Cultura & Patrimonio

¿Cuáles son las realidades sociales del Patrimonio Funerario?

Nos encontramos con que en la sociedad de fines del siglo xx, este tema aflora con singular interés en su puesta en valor y, al mismo tiempo, reconoce el alejamiento de la gente de los cementerios. Por un lado, los ejemplos muestran que los cementerios son un problema para las ciudades por su ubicación, de espacio urbano calificado por su uso, de conviven­cia con el entorno o de inseguridad.

En cuanto al vínculo entre la comunidad y el tema de la muerte, este aspecto era algo que se tomaba con natura­lidad y trascendencia. Ahora vemos cómo se han modificado estas costumbres y se lo aparta de la vida diaria, cuando no es un tabú, a la hora de ha­blar de ir a una necrópolis y reducir el tiempo del entierro a una corta ceremonia y cumplir con los aspectos reglamentarios del sepelio.
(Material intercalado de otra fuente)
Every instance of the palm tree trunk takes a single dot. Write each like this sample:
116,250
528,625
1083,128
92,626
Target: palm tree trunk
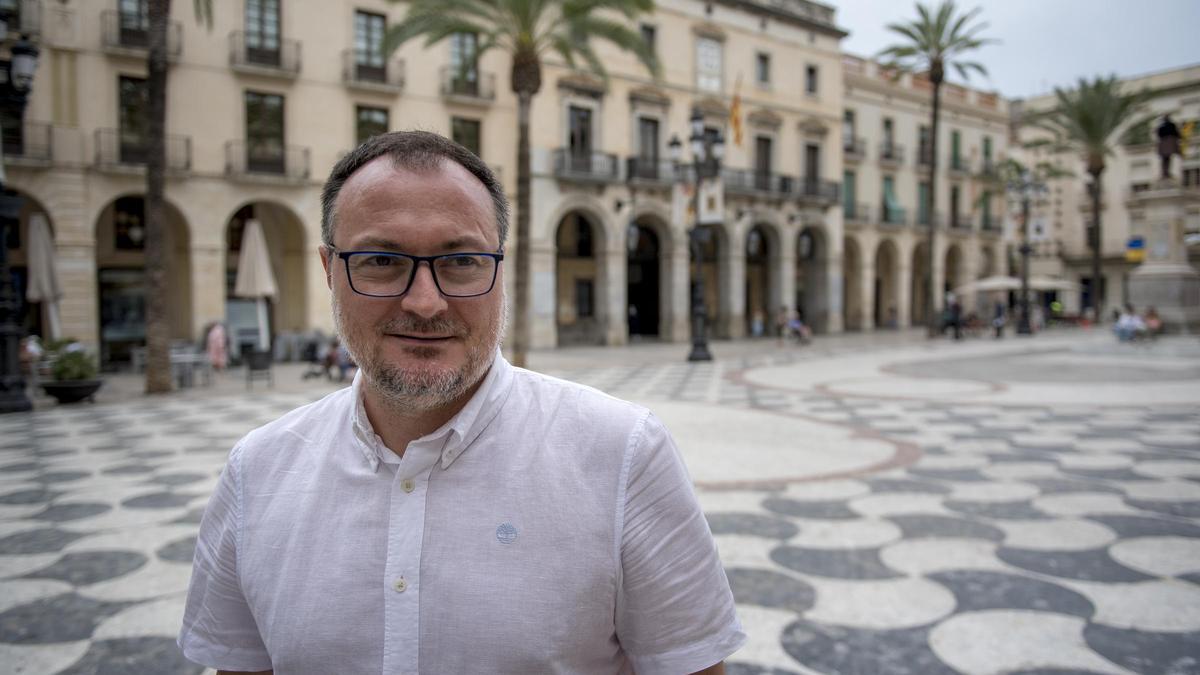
521,304
157,321
931,296
1097,246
Sabemos que no siempre fue así ni es tan lejano el tiempo en que se hablaba del tema, dán­dole un significado al momento de la muerte, a la manera de mostrar el luto, a cómo se acompañaba al difunto desde su casa al cementerio; así como un significado al encuentro familiar –a veces con gran esfuerzo para algunos de sus miembros– como el momento de un esperado abrazo, pese a las circunstancias que los reunían. Para otras culturas, que tienen raíces en procesos culturales más profundos, de concepciones de la vida y de la muerte como una unidad o cambio de estado espiritual –muchas veces desvalorizadas por las pautas y modos culturales dominantes–, los ritos funerarios han formado parte de sus prácticas y creencias desde tiempos muy lejanos. Prácticas funerarias que hoy se aprecian y destacan como de investigaciones antropológicas y son verdade­ros despliegues sociales. En su parte más visible y económica, se aprovecha a presentarlas como un atractivo turístico, por el movimiento de millones de personas en los días previos durante el armado de sus festividades. Es el caso de la ceremonia po­pular en los cementerios de México central.
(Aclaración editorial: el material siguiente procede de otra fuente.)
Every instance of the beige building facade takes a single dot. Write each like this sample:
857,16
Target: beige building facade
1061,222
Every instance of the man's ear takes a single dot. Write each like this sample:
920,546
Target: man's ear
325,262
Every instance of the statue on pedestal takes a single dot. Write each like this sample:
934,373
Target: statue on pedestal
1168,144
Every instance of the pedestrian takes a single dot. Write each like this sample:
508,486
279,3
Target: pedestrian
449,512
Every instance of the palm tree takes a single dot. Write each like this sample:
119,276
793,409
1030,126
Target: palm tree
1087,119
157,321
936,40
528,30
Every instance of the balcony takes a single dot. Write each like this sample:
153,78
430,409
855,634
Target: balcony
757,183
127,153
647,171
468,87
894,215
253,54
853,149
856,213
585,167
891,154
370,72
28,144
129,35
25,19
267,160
En cuanto a la riqueza cultural que expresan comunidades particulares en esos días de recuer­do y acercamiento a sus muertos, el material del que hoy disponemos es muy extenso y accesible. Pero el exceso de información –principalmente en el sentido de recurso turístico o como rareza de un grupo social– ayuda a la banalización de nuestra relación con el tema de la muerte y sus espacios sagrados. Debo resaltar que este suceso está recu­perando rápidamente su lugar a través de acciones concretas en todo el mundo, como la realización de eventos de teatro, música y otras manifestacio­nes artísticas en los propios cementerios, confe­rencias y publicaciones diversas sobre las historias de vida de los que allí descansan, documentales y visitas guiadas con diferentes enfoques.
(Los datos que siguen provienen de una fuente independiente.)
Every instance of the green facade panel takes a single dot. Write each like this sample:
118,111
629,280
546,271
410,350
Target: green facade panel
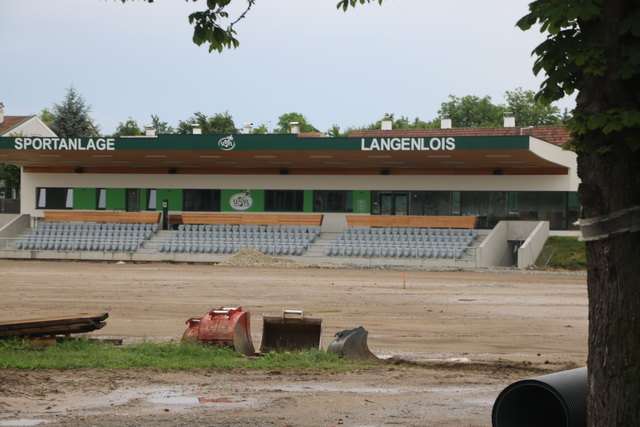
275,142
307,205
172,195
116,199
85,198
242,200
Los cementerios urbanos nacen a partir del siglo XVIII

Cementerio Salto de Uruguay

Las ciudades europeas crecen y se transfor­man en el proceso de los siglos xiv y xv. América se integra al mundo occidental con desconocidas tierras, riquezas impensables y poblaciones avan­zadas con sus culturas. El comercio se expande, mueve muchas personas y llegan a los puertos eu­ropeos pestes arrolladoras por falta de higiene, y a América arriban enfermedades hasta entonces au­sentes. Se toman medidas urbanas para enfrentar esta situación y se necesitan otras propuestas ante las muertes masivas. Se dirige la culpa de estos problemas a los cementerios instalados dentro de las ciudades y se crea el sentimiento de miedo a la muerte.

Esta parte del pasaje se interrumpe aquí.